Normality is one assumption that you will typically encounter in statistical methods that you will employ. A lot of the tests that were created have an underlying assumption that your data is normal.
A large number of parametric tests assume normality of data. Ordinary least squares regression assumes it for its error terms, too. You can diagnose your data for normality in the statistical programming language R. The companion software, RStudio, will make everything easier for you. The good news is, you can do it for free.
If you are an Ubuntu user, here’s how to install R.
Requirements
To perform the normality tests, you should have installed the following beforehand:
- R (at least version 3.6.0)
- RStudio (download it here)
- R’s olsrr package
Performing the Tests
For the purpose of this tutorial, let’s generate a data set to perform the tests on by executing the following code:
> data <- rnorm(100)
This code will generate 100 random numbers that follow a standard normal distribution. Our data may differ with one another, but we will expect them to be normal.
Now, there are two ways to diagnose your data for normality:
- Through visual inspection,
- Through statistical tests.
You can’t just use one or the other. You have to use both methods to diagnose your data.
Visual Inspection
The first method is by visual inspection. The way to do this is to generate normal quantile-quantile plots (Q-Q plots). Q-Q plots will compare your data with the theoretical normal behavior. If your data falls in a straight diagonal line, then your data is most likely normal.
We can do this by using R’s qqnorm( ) function:
qqnorm(data)
Running this line of code will yield a plot similar to this:
Now we see that the data points follow an approximately straight line. You wouldn’t suspect it to be not normal.

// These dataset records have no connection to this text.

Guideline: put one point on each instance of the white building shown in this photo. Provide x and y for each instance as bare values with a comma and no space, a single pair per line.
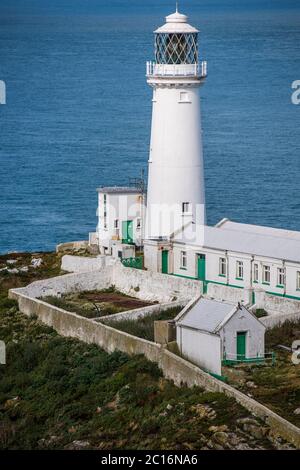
121,213
175,192
229,254
208,331
176,241
234,255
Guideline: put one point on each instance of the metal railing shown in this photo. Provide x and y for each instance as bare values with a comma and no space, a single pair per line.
234,359
176,70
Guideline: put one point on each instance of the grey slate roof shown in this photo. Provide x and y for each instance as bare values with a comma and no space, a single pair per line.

A non-normal data would look like something like this:
Or something like this:
Now that we have concluded that our data is most likely normal, we can further confirm this by running some statistical tests.
Statistical Tests
There are a lots of normality tests. R’s olsrr package will let you perform several normality tests at once. If you haven’t installed it yet, do so by executing the following line:
> install.packages("olsrr")
After this, load the package using the next line:
require(olsrr)
Now that you have the olsrr package loaded, you’re ready to go. Execute the following line to conduct the normality tests:
> ols_test_normality(data)
Your output should be something similar:
How would you know if the data is normal according to the tests? The null hypotheses of these tests assume that the data is normal. Let’s assume that the set level of significance is 0.05, the typical level it is set to.
If the p-value is less than the set level of significance, then we are compelled to reject the null hypothesis of normality. Otherwise, we do not reject it.
Three of the tests yielded values that are above 0.05. All of them indicate that we should not reject normality. One test on the other hand, the Cramer-von Mises test, say that the data is not normal.
What happens now?
Most of the time, normality tests agree with one another regarding the normality of data. If not, just like in our case, then check your Q-Q plots in conjunction to the normality tests that you have conducted to see if it is safe to assume normality.
Given our data, despite one test suggesting non-normality, we are compelled to conclude that normality can be safely assumed. Given the visual plots and the number of normality tests which have agreed in terms of their p-values, there is not much doubt.
With this example, we see that statistics does not give perfect outputs. Statistical outputs only serve as guides. We have to use our creativity and the knowledge we have in our field so that we are guided well by the outputs our statistical tools give us.